The operation established a partnership between local law enforcement and federal agencies including the FBI, DEA, ATF, aimed at maximizing the arrests of drug dealers and swiftly prosecuting them.
Previously, street-dealing suspects were mostly prosecuted in San Francisco courts, where the risk of lengthy prison sentences and deportation for undocumented immigrants is much lower than in federal court.
In a late 2023 interview, Ramsey said the operation was designed to address the devastation of fentanyl, and the unique challenges of San Francisco’s drug trafficking enterprise, which had evolved away from a traditional hierarchy.

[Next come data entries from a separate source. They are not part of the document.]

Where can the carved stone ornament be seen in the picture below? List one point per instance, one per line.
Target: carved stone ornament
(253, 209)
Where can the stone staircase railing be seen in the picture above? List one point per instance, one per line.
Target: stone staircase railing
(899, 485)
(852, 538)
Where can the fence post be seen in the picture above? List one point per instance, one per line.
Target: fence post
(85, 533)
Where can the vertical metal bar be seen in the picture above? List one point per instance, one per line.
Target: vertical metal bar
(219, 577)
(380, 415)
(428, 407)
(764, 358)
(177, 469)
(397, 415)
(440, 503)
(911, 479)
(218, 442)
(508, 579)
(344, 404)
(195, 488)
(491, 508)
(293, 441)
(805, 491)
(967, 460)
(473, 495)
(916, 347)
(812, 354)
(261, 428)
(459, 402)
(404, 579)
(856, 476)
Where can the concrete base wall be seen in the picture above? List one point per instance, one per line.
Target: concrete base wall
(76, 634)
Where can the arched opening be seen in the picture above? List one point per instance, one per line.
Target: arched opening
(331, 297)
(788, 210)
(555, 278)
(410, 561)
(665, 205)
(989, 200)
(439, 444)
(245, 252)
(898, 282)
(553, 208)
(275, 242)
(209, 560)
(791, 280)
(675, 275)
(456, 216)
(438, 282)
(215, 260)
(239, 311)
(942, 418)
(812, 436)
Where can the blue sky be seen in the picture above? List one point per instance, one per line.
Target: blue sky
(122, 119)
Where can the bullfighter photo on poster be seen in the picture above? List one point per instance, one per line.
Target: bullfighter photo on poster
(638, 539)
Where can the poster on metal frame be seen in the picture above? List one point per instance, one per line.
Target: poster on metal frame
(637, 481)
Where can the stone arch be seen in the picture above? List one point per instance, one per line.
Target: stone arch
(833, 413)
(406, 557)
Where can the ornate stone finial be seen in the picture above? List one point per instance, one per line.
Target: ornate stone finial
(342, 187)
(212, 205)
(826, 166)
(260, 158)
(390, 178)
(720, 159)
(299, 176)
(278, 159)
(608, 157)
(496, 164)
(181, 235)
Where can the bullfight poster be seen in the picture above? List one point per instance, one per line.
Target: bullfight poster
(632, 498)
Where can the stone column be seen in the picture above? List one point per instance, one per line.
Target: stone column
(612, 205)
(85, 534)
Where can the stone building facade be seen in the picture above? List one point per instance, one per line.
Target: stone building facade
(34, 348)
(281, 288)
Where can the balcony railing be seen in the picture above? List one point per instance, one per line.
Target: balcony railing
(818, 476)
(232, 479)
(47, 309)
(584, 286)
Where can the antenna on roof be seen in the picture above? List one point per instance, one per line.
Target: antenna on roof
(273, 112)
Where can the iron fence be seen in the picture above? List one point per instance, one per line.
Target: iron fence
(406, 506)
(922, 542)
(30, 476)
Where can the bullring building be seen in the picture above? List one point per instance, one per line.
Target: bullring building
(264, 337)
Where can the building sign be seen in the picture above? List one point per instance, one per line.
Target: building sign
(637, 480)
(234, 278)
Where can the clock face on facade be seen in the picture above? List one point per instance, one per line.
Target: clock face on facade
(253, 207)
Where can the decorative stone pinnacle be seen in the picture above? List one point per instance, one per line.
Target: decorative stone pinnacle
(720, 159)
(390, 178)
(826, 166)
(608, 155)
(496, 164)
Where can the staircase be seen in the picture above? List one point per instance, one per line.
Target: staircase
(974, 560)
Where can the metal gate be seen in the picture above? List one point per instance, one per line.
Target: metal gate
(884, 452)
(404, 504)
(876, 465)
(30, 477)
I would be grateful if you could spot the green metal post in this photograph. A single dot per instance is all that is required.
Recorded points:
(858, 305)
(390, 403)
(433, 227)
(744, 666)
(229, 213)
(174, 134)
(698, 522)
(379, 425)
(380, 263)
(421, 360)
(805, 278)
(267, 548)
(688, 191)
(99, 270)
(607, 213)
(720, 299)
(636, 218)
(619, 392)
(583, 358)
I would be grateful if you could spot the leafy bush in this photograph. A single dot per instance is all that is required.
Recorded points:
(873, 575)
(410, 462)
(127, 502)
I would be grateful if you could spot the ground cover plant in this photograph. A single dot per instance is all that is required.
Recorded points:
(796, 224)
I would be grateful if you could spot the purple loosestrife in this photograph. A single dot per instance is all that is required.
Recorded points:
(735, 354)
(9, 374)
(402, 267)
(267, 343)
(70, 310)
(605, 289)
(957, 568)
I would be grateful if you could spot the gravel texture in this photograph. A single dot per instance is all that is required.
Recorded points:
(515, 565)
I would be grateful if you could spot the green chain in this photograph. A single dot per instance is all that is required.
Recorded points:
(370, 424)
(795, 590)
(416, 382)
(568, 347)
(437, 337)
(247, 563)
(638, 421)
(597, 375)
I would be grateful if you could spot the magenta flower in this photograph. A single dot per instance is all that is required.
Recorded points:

“We have basically a decentralized system of individual dealers who are acting as independent contractors,” Ramsey said at the time. (They’re) “being supplied their drugs on a regular basis, and then they’re commuting to San Francisco to deal drugs and return to their suppliers and do it all over again.”
In San Francisco, where a large portion of those arrested in recent years for drug sales have been undocumented immigrants from Honduras, a federal conviction for drug dealing means near-certain removal from the U.S.
Deportation is a much rarer outcome of a conviction in San Francisco courts, where sanctuary policies prevent city officials from working with federal agents on immigration actions.
All Hands on Deck also fast-tracked prosecutions by offering low-level offenders plea deals that included no additional jail time, but three years of probation and stay-away orders from the Tenderloin. Undocumented immigrants who took this deal were immediately turned over to ICE for deportation proceedings.